Arthroscopic release and manipulation under anaesthetic of frozen shoulder
This information will help you gain the maximum benefit from your procedure. It is not a substitute for professional medical care and should be used in conjunction with your medical treatment.
The shoulder joint
The shoulder is designed to give a large range of movement. Movement occurs both between the ball and socket joint and also between the shoulder blade and chest wall. Most of the shoulder movement occurs between the ball and socket joint. The ball at the top of the arm bone (head of humerus) fits into a shallow socket (glenoid) which is part of the shoulder blade (scapula). The shoulder joint (glenohumeral joint) is surrounded by a joint capsule or lining. The shoulder joint is further supported by ligaments and muscles.
Frozen shoulder is a painful and stiff condition of the shoulder joint. It occurs slightly more commonly in females than males and most commonly in the 40 to 60 year old age group. It often comes on out of the blue but may also come on after a minor injury or after a shoulder operation. It is more common in patients with diabetes.
Frozen shoulder is characterised by an abnormality in the lining (capsule) of the shoulder joint. The capsule becomes inflamed and therefore very painful, as well as also fibrotic (scarred and stiff). The natural history of this condition is for it to improve with time, but studies have shown it can take a number of months or even over three years in some cases for it to resolve.
Inflamed shoulder joint capsule
You characteristically go through three phases:
- an initial painful phase
- a painful and stiff phase
- a resolving stiff phase.
Normally frozen shoulder does resolve with time and treatment is aimed at controlling pain and gradually increasing movement as the shoulder moves out of the painful phase and into the stiff phase.
This condition can be severely debilitating and may last a long period of time. Intra-articular (into the joint) steroid injections with hydrodilitation (stretching the joint with fluid) have been shown to improve symptoms of frozen shoulder and speed up the recovery.
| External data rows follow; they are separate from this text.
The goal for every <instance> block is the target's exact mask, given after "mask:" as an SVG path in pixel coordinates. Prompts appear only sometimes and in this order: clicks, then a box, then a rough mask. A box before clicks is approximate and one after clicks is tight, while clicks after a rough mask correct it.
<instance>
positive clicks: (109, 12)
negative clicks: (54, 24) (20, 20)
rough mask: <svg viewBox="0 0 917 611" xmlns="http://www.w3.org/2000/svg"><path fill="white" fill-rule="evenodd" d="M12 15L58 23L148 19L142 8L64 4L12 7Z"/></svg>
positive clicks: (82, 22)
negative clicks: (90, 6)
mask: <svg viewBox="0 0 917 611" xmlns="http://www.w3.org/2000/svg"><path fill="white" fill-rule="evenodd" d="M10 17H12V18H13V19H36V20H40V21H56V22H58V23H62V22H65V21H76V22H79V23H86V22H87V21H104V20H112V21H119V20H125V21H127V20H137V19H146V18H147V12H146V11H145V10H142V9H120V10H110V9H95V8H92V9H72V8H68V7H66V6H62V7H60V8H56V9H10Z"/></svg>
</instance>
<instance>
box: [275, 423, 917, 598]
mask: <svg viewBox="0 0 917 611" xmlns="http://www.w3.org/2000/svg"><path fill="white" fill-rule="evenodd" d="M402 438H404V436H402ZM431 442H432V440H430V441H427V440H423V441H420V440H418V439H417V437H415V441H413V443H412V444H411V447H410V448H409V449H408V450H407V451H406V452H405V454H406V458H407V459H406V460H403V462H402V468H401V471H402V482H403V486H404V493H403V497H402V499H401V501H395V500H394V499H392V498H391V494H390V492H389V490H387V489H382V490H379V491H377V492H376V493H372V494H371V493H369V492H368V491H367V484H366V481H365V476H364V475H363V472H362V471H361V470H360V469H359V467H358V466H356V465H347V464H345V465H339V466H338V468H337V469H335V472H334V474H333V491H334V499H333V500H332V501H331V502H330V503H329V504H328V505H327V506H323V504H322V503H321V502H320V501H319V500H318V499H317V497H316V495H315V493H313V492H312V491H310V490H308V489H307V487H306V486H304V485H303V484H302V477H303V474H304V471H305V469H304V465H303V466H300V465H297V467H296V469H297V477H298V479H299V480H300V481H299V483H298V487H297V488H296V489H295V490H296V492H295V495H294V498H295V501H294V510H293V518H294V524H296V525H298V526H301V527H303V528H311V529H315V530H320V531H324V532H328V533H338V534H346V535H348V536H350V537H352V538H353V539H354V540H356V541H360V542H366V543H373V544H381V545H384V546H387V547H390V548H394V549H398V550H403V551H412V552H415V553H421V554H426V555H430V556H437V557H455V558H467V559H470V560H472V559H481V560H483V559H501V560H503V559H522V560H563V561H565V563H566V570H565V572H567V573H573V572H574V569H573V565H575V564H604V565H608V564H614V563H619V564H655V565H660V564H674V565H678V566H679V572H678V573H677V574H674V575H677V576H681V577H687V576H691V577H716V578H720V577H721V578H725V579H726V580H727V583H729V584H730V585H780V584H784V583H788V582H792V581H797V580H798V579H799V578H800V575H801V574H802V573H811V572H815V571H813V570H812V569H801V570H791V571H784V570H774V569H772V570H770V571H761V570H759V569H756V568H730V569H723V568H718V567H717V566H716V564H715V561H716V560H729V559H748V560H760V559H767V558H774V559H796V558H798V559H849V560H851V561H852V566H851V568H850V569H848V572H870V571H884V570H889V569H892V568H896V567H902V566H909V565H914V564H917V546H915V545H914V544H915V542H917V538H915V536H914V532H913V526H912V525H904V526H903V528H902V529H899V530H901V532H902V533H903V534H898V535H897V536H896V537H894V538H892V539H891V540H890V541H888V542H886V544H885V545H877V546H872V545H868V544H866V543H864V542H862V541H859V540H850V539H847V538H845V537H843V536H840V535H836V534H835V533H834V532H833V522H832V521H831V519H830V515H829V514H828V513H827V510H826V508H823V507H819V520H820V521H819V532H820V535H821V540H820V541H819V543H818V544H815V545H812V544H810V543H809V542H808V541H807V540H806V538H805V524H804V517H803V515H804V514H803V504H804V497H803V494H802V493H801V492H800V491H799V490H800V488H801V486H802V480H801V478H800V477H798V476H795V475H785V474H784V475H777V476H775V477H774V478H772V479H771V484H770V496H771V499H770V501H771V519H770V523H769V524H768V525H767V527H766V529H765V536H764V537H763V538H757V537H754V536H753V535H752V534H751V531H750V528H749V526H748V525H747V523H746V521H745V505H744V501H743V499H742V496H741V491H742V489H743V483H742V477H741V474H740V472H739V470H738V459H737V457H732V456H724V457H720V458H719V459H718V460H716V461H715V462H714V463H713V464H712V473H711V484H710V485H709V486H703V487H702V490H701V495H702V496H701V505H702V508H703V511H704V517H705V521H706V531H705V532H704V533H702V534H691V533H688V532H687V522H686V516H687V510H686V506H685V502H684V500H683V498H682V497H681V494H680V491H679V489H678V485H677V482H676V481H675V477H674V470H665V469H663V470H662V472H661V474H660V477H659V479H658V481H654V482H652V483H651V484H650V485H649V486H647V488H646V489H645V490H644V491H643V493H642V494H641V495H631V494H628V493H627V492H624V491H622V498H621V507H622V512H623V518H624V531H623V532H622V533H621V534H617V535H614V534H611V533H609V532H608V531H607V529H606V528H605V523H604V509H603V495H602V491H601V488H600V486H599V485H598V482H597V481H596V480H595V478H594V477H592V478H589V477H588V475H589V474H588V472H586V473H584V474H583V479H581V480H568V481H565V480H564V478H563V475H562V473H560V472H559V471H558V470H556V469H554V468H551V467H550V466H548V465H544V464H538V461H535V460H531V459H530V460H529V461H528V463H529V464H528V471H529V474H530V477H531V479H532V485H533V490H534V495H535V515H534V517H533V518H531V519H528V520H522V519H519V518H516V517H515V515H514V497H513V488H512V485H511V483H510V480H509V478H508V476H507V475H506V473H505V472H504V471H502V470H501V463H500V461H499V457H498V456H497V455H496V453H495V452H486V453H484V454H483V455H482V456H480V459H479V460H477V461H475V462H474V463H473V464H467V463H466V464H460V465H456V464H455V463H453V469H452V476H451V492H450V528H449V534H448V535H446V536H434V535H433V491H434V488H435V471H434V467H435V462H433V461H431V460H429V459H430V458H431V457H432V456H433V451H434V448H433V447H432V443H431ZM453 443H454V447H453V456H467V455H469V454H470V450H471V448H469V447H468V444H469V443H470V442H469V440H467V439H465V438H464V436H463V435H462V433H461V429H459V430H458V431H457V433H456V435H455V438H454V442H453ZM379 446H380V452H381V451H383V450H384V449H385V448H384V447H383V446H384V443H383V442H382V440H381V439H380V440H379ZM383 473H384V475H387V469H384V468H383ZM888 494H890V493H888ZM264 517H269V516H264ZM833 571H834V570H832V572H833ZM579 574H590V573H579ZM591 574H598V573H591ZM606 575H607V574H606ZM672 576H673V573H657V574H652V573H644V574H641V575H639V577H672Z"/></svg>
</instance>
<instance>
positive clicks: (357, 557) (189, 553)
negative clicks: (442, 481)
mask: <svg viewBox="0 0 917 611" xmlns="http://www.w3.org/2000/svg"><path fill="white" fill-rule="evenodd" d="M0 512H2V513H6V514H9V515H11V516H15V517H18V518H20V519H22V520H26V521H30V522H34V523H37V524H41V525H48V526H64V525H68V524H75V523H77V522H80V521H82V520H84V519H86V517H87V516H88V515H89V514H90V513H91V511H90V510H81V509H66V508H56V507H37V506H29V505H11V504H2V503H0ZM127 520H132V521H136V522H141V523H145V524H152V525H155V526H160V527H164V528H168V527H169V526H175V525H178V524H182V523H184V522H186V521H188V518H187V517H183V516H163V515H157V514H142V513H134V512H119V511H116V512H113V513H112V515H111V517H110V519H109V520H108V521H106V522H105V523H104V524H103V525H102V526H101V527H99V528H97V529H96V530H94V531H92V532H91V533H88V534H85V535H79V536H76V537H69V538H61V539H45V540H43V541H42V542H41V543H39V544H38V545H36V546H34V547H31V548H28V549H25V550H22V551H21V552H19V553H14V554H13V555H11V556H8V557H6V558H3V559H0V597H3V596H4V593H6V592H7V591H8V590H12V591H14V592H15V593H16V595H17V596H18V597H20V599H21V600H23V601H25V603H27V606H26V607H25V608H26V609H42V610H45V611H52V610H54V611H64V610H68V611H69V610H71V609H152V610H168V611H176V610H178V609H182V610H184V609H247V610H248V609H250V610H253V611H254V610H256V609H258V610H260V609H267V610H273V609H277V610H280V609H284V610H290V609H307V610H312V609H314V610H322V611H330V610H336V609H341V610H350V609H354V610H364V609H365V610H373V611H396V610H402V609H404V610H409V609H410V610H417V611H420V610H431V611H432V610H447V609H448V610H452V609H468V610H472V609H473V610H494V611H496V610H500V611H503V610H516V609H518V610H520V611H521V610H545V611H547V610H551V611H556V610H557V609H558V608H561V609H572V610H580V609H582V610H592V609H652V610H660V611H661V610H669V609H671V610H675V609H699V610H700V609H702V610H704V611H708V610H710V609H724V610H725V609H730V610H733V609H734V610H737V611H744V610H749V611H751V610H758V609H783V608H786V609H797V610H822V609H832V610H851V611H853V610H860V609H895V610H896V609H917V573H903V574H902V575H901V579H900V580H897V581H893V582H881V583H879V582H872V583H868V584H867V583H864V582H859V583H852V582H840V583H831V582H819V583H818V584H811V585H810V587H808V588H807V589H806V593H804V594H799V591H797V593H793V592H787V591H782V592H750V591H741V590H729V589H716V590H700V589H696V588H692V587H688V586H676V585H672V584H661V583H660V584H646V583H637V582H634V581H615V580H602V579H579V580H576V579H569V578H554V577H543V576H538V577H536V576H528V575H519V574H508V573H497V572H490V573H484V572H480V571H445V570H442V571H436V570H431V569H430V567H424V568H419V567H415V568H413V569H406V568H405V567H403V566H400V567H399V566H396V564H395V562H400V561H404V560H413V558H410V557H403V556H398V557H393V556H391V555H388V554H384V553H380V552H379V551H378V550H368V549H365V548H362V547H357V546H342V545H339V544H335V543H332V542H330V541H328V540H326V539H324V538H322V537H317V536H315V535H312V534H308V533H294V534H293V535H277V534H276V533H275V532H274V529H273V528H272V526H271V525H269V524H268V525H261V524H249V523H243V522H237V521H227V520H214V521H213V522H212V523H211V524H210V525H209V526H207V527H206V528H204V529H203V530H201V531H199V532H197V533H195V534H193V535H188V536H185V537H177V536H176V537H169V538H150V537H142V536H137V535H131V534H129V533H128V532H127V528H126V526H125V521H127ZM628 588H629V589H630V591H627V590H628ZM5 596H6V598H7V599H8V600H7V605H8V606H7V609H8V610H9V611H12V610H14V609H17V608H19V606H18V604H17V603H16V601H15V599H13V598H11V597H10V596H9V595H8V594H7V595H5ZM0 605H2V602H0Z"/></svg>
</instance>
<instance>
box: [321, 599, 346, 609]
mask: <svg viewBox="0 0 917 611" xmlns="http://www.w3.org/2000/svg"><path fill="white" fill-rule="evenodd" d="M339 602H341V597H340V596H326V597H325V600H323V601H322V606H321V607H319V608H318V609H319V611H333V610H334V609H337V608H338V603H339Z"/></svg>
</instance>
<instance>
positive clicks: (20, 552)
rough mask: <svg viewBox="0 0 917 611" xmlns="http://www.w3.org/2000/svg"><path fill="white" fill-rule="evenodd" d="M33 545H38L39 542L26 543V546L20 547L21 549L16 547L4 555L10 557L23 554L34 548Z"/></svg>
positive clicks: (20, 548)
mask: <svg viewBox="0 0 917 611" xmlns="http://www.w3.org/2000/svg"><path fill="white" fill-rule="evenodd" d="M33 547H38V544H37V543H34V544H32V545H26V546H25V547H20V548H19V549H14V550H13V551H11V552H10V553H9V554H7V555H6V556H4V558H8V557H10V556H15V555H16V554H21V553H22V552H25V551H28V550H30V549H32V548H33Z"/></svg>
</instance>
If this fails to improve significant symptoms in the shoulder, then arthroscopic (keyhole) release of the lining of the shoulder joint (capsule) and manipulation of the shoulder joint under anaesthetic may be offered to try and speed up the recovery from this condition.
About your arthroscopic release and manipulation under anaesthetic
The aim of this operation is to try and improve the pain and range of movement in the frozen shoulder. The operation is performed under a general anaesthetic and interscaline nerve block and is often performed as a day case procedure or overnight stay. It is performed as a keyhole procedure with a camera inserted into the back of the shoulder and a probe into the front of the shoulder. The tight capsule of the shoulder is surgically released and then the shoulder is stretched and manipulated to regain the maximum range of movement.
The success rate for this procedure is around 70 to 80% and may take a few months with physiotherapy to see the full benefit.
Risks and complications
All operations involve an element of risk. The risk of complications after this procedure is small, but it is important to know what they are. Please discuss any concerns with the doctors/consultant.
There are very small risks associated with anaesthesia the anaesthetist will discuss these with you on the day.
There is a small risk of infection, probably less than 1%.
There is a small risk of worse pain and stiffness around the shoulder in the form of a frozen shoulder, which can occasionally occur after shoulder surgery in about 1% of cases.
There is a very small risk of damage to the nerves and blood vessels around the shoulder, less than 1%.
There is a small risk of damage the bone and the joint but this is less than 1%.
There is a 70 to 80% chance of improving the pain and range of movement of the shoulder, which means that there is a 20 to 30% chance of failing to see significant improvement.